The film Reservoir Dogs is a five-star classic. Its claustrophobic plot relates the tale of a diamond heist gone wrong and how the outlaws, pursued by the police, come undone as they search for the undercover agent who set them up.
Underlying the extreme violence, harsh language and black humour is a simple story of a partnership gone sour due to lack of trust.
Here's how key scenes from the film show how both vendors and resellers can benefit from its lessons on partnerships and trust, and in turn build healthier, mutually beneficial links.
- Don't steal business from the channel
In the film's climax, Mr Pink sneaks away from his partners, leaving them to kill each other. He takes the diamonds, but runs straight into the police, gaining nothing from his self-interest.

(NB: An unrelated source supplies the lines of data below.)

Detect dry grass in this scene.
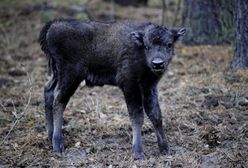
[0,2,248,168]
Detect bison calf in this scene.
[39,19,185,159]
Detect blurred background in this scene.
[0,0,248,168]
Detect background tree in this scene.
[232,0,248,69]
[182,0,234,45]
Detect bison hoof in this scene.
[159,144,171,155]
[133,153,145,160]
[53,137,64,153]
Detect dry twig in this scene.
[0,72,33,146]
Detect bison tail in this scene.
[39,21,57,77]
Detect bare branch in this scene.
[0,72,33,146]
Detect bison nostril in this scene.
[152,58,164,69]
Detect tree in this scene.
[182,0,234,45]
[232,0,248,69]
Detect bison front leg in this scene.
[142,86,170,154]
[123,87,144,160]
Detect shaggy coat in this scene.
[39,19,185,159]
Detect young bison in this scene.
[39,19,185,159]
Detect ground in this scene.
[0,0,248,168]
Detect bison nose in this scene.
[152,58,164,69]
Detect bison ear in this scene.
[172,28,186,42]
[130,31,144,47]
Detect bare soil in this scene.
[0,0,248,168]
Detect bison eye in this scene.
[145,46,151,50]
[167,43,172,49]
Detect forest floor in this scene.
[0,0,248,168]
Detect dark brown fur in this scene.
[39,19,185,159]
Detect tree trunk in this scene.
[232,0,248,69]
[182,0,234,45]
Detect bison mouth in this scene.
[151,58,167,74]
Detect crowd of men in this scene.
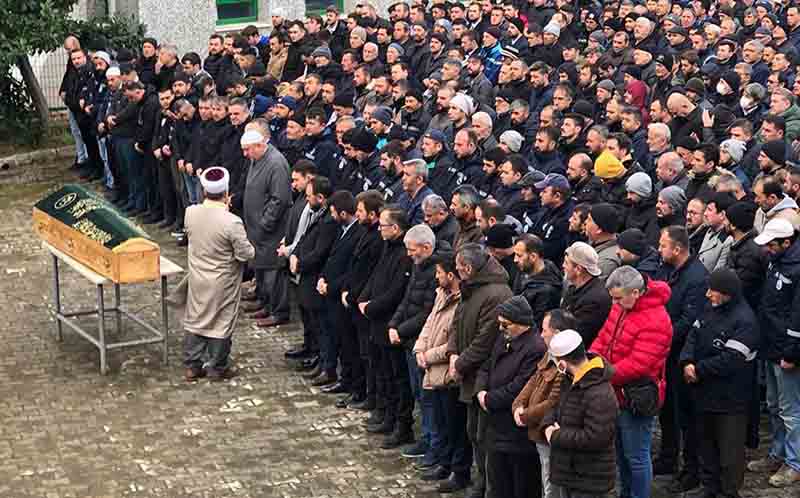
[56,0,800,498]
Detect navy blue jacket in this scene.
[680,296,760,413]
[758,242,800,362]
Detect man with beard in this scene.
[558,113,588,157]
[528,61,555,116]
[567,152,603,204]
[421,130,466,205]
[531,127,565,175]
[450,185,483,252]
[453,130,483,185]
[512,233,562,327]
[623,172,660,247]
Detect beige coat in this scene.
[183,200,255,339]
[414,287,461,389]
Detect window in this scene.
[306,0,344,18]
[217,0,258,24]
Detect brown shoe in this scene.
[208,368,239,382]
[183,368,206,382]
[240,301,264,313]
[256,316,289,327]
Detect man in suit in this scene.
[317,190,367,407]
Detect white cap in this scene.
[239,130,265,145]
[755,218,794,246]
[550,329,583,358]
[200,166,231,194]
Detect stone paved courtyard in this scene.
[0,160,800,498]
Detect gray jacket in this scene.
[244,144,292,270]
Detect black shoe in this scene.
[303,365,322,379]
[364,409,384,425]
[419,465,450,481]
[297,355,319,372]
[283,346,311,360]
[336,394,353,408]
[653,458,677,476]
[367,418,394,437]
[464,482,486,498]
[311,372,336,387]
[347,395,375,411]
[436,473,469,493]
[156,218,175,230]
[667,472,701,494]
[381,424,414,450]
[320,380,348,394]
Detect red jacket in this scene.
[590,280,672,406]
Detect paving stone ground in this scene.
[0,163,800,498]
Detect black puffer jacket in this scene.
[680,296,760,414]
[358,237,413,346]
[514,260,563,327]
[545,356,618,495]
[475,329,547,453]
[389,258,437,347]
[728,230,767,309]
[758,242,800,362]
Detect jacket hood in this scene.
[461,257,508,292]
[525,259,563,287]
[633,279,672,311]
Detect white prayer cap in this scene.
[200,166,230,194]
[240,130,265,145]
[550,329,583,358]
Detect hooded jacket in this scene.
[545,357,618,495]
[758,238,800,362]
[476,328,547,454]
[591,280,672,406]
[514,260,563,327]
[680,296,760,414]
[413,287,461,389]
[447,257,512,403]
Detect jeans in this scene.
[406,349,433,448]
[67,111,89,163]
[766,361,800,472]
[536,443,561,498]
[616,409,655,498]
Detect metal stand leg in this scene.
[97,285,108,375]
[52,254,64,342]
[161,277,169,365]
[114,284,122,334]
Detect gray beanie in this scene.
[719,138,747,164]
[625,171,653,198]
[658,185,686,213]
[497,296,534,325]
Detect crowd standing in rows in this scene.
[57,0,800,498]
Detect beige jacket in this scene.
[414,288,461,389]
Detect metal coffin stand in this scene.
[44,242,183,375]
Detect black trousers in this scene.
[339,310,369,398]
[658,354,698,475]
[377,345,414,430]
[486,451,542,498]
[695,413,748,498]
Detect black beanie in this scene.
[617,228,647,256]
[589,202,619,233]
[708,268,742,297]
[725,201,756,232]
[497,296,534,325]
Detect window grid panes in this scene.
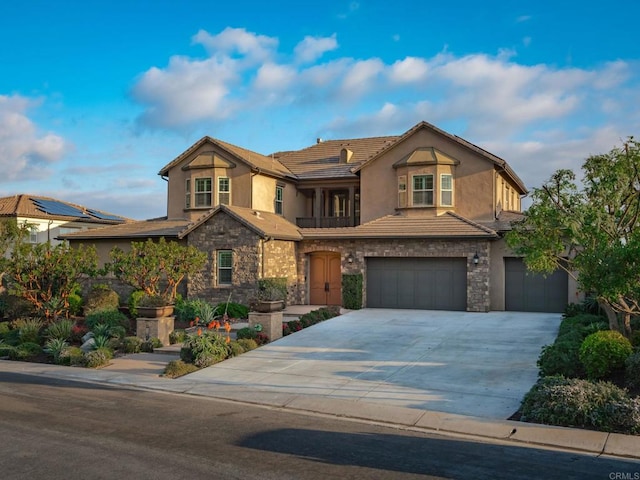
[195,177,211,207]
[218,250,233,285]
[440,174,453,207]
[413,175,433,206]
[218,177,231,205]
[275,186,283,215]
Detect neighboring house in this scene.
[67,122,575,311]
[0,194,131,245]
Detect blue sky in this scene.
[0,0,640,219]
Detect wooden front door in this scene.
[309,252,342,305]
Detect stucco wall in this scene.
[360,129,495,223]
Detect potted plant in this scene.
[254,278,287,313]
[137,295,174,318]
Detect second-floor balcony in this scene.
[296,217,360,228]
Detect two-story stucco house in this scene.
[67,122,575,311]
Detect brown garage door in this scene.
[367,258,467,311]
[504,258,568,312]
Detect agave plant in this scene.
[44,338,69,363]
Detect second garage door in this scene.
[504,258,569,312]
[367,258,467,311]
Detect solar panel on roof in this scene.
[31,198,89,218]
[87,208,124,222]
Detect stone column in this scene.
[249,311,282,342]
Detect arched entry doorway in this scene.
[309,252,342,305]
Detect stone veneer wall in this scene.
[188,213,297,305]
[187,214,262,305]
[297,239,490,312]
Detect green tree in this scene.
[0,218,31,292]
[108,237,207,301]
[7,243,98,320]
[507,137,640,336]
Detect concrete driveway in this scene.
[188,309,561,419]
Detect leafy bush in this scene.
[84,347,113,368]
[558,313,609,337]
[44,337,69,363]
[227,339,246,357]
[342,273,362,310]
[180,333,227,368]
[580,330,633,378]
[216,302,249,318]
[624,352,640,394]
[45,318,73,340]
[84,284,120,316]
[67,292,82,315]
[521,376,640,434]
[163,360,198,378]
[9,342,42,360]
[84,309,131,332]
[538,332,584,377]
[58,347,86,367]
[236,327,258,340]
[169,328,187,345]
[122,337,142,353]
[0,343,16,358]
[236,338,258,352]
[14,318,44,343]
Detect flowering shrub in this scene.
[521,376,640,434]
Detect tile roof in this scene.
[179,205,302,240]
[278,136,399,180]
[0,194,133,225]
[353,121,528,194]
[158,137,293,177]
[300,212,498,239]
[60,218,191,240]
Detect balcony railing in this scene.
[296,217,359,228]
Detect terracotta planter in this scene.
[256,300,284,313]
[138,305,174,318]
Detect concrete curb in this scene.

It's surprising how many vendors do the same by snatching the biggest deals from the channel and selling direct. The result is short-term gain and long-term loss of relationships and business. Resellers should make sure the vendor they work with is completely committed to the channel.
- Training matters
To help undercover cop Freddy (Mr Orange) penetrate the group planning the heist, he is given an anecdote to learn about a drug deal that he is supposed to have taken part in. Freddy objects to learning the lengthy script, but does so under protest realising it will enhance his credibility with the group. It is also useful training to help him adjust to his role.
It's the same with software sales. It is vital that the manufacturer has a training programme to help resellers gain the product knowledge needed to be credible with customers, with emphasis on sales training and high-level sales support.
- Back up your partner
When Joe Cabot, the mastermind behind the heist, accuses the wounded Mr Orange of being an informer, Mr White defends Mr Orange's honour by shooting Joe.
While it is not necessary to go to these extremes to support partners in a sales environment, it's very useful for vendors to provide sales support to help resellers succeed when pitching to big customers. This enhances the reseller's credibility, and underlines the manufacturer's commitment.
- Listen to the channel
Although Mr White's loyalty to Mr Orange is admirable, had he listened to Joe he would have realised that Mr Orange really was an undercover agent. The lesson here is simple: don't be completely resistant to change. Part of the vendor's sales and product philosophy should be to adapt to the changing needs of the customer. Intelligence passed onto the manufacturer from the channel is vital in this.
So if a vendor is prepared to help you in the ways outlined here, then you can be sure of a long-term, profitable relationship, with no need for firearms.